7 Burada ‘lehçe’ tabiri bilerek kullanılmıştır. Çünkü Azerî lehçesi de Anadolu lehçesi de Türk Dilinin birer lehçesidir. Lehçe bir dilin farklı coğrafyalarda kullanım farklılığını ifade eden bir terimdir. Şive, bir dilin aynı lehçesi altında geniş bölgelerdeki kullanım farklılığını ifade eden bir terimdir: Ege şivesi, Karadeniz şivesi, Rumeli şivesi vb. Ağız ise, bir şivenin kullanıldığı yerlerde dilin kullanılmasındaki daha küçük farklılıkları ifade eden bir terimdir. Meselâ belli bir şive ile konuşulan Ege’de Denizli ağzı ile Muğla ağzı farklıdır. Karadeniz şivesi içinde Trabzon ağzı ile Rize ağzı farklıdır. Rumeli şivesi ile konuşulan yerlerde meselâ Gümülcine ağzı ile Kırcali ağzı, Üsküp ağzı ile Prizren ağzı birbirlerinden çok farklıdır. Gümülcineli bir kimse”Getir mari sufraları kuralım burayı, ağacın köküne de bürekleri yeyelim” derken, Prizrenli birisi “Cetir more sofralari çuralım buraya, agacın çüküne da bürekleri yiyelım” der. Makedonya’da bir Üsküplü ise bu cümleyi çöyle söyler: “Getır mori sofralari kuralım buraa, agacın köküne da böreklerı yiyelım”.

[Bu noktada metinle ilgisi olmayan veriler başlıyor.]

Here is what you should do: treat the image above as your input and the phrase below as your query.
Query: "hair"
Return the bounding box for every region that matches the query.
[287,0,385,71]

 ‘Sümmani ağzı’ gibi tanımlar ise daha çok bir aşığın üslup ya da tavrını (biçemini) ifade için kullanılmıştır. O ustanın çalış-söyleyiş stilini (tavrını) tanımlamak ve kullandığı ezgi tipini belirtmek için yeğlenen bir deyimdir. Edebiyattan çok müziğin icrasına yönelik bir biçemi tanimlar.